Attention cependant à ne pas « réduire la dette publique à tout prix », avertit l’économiste Éric Monnet de l’École économique de Paris, car il y a bien « une bonne dette ». « Il y a de forts besoins aujourd’hui, notamment sur des questions centrales comme l’éducation, la santé et le vieillissement de la population. Ce sont des domaines où on s’est rendu compte que l’État fait mieux que le privé », argue-t-il.
« Fléchage » vers des cibles de dépenses
« Beaucoup d’économistes » plaident donc pour qu’il y ait un « fléchage » d’une partie de la dette levée par l’État vers des dépenses d’investissement bien identifiées, explique Lisa Thomas-Darbois.
Des cibles de dépenses seraient ainsi déterminées et remplaceraient avantageusement les critères de Maastricht, ces plafonds de dette et de déficit publics que la France n’a plus respectés depuis 2002. Mais le fléchage d’une partie de la dette vers des politiques spécifiques suppose de rompre avec le principe bien établi de « non-affectation budgétaire ».
Car aujourd’hui, les titres de dette émis par le trésor public viennent alimenter un pot commun (le budget de l’État) sans pouvoir être fléchés vers telle ou telle politique publique.
Distinguer dépenses de fonctionnement et d’investissement est en définitive une question politique, selon Anne-Laure Kiechel, fondatrice du cabinet Global Sovereign Advisory. Alors qu’elles sont souvent considérées comme des dépenses courantes, cette cheffe d’un cabinet qui conseille des gouvernements et des bailleurs de fonds multilatéraux, a « toujours considéré que les dépenses dans l’éducation étaient des dépenses d’investissement ».
En effet, « à partir du moment où ce sont des dépenses qui sont faites pour que les générations futures soient mieux formées, ça augmente le capital humain de votre pays et donc le potentiel de revenu qui peut être généré ».
« La transition écologique et sociale » : un investissement prioritaire
Mathieu Plane, directeur adjoint du département analyse et prévisions de l’OFCE, juge également qu' »on ne peut pas avoir un angle de vue uniquement budgétaire » sur la dette publique. « Générer de la croissance, de l’innovation, être efficace et sobre, avoir des capacités de production énergétiques décarbonées, c’est important ». Ainsi les États-Unis « préfèrent s’endetter et rester dans la course vis-à-vis de la Chine », ce qui leur a permis « de réaffirmer une sorte de leadership mondial sur l’investissement dans la transition écologique », affirme-t-il.

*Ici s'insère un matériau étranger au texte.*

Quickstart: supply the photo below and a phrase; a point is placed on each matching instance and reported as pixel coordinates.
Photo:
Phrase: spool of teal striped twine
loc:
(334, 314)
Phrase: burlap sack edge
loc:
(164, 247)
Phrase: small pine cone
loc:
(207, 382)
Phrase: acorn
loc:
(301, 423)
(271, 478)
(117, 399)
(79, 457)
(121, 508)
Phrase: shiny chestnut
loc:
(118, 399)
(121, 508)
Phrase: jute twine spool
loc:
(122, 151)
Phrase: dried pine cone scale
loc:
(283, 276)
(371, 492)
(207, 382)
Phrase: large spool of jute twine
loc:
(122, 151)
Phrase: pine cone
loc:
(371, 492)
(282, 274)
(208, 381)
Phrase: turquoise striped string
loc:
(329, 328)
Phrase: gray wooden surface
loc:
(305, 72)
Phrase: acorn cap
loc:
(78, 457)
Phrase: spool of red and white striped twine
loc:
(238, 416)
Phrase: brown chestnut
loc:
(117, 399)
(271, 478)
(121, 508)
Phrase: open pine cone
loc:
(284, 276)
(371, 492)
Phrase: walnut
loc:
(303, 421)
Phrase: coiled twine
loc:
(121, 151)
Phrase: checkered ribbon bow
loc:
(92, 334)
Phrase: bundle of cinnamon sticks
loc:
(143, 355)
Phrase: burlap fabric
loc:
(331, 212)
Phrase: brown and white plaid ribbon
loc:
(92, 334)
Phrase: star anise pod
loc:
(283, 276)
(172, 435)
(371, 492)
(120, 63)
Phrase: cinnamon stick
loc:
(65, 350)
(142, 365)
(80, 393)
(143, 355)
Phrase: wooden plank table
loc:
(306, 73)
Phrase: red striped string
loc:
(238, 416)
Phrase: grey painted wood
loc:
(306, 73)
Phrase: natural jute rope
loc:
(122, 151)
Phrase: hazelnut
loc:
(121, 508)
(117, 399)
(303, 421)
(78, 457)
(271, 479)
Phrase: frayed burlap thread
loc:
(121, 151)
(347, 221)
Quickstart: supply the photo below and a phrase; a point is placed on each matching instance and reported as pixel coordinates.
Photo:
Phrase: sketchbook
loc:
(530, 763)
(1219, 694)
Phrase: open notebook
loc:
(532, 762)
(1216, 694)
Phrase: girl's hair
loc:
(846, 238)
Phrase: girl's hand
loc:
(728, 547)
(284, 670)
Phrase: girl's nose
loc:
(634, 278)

Mais la volonté des créanciers de financer la décarbonation de l’économie est directement liée au retour sur investissement qu’ils en escomptent dans 5, 10 ou 15 ans, qui peut être difficile à anticiper. Pour Lisa Thomas-Darbois, il faut se demander si « l’investissement a été mené et ciblé sur les bonnes technologies, au bon moment, auprès des bonnes industries ». Certains des investissements nécessaires pour décarboner et restaurer les écosystèmes sont loin d’avoir une rentabilité financière avérée, réplique Jézabel Couppey-Soubeyran, professeure d’économie monétaire et financière à Paris Panthéon Sorbonne.
« Si on veut faire la transition agricole sans indemniser les agriculteurs au fur et à mesure qu’ils changent de modèle, on n’y arrivera pas », prévient cette économiste hétérodoxe qui plaide dans ce cas pour un financement direct des Etats par les banques centrales, ce qui n’est pas prévu aujourd’hui par le mandat de la Banque centrale européenne (BCE). Pour Jézabel Couppey-Soubeyran, la transition écologique et sociale ne peut passer que par « un financement véritablement public, pas un financement public de marché, et ça ne peut être qu’un financement sans remboursement », équivalent à de la « création monétaire fléchée sans contrepartie financière ».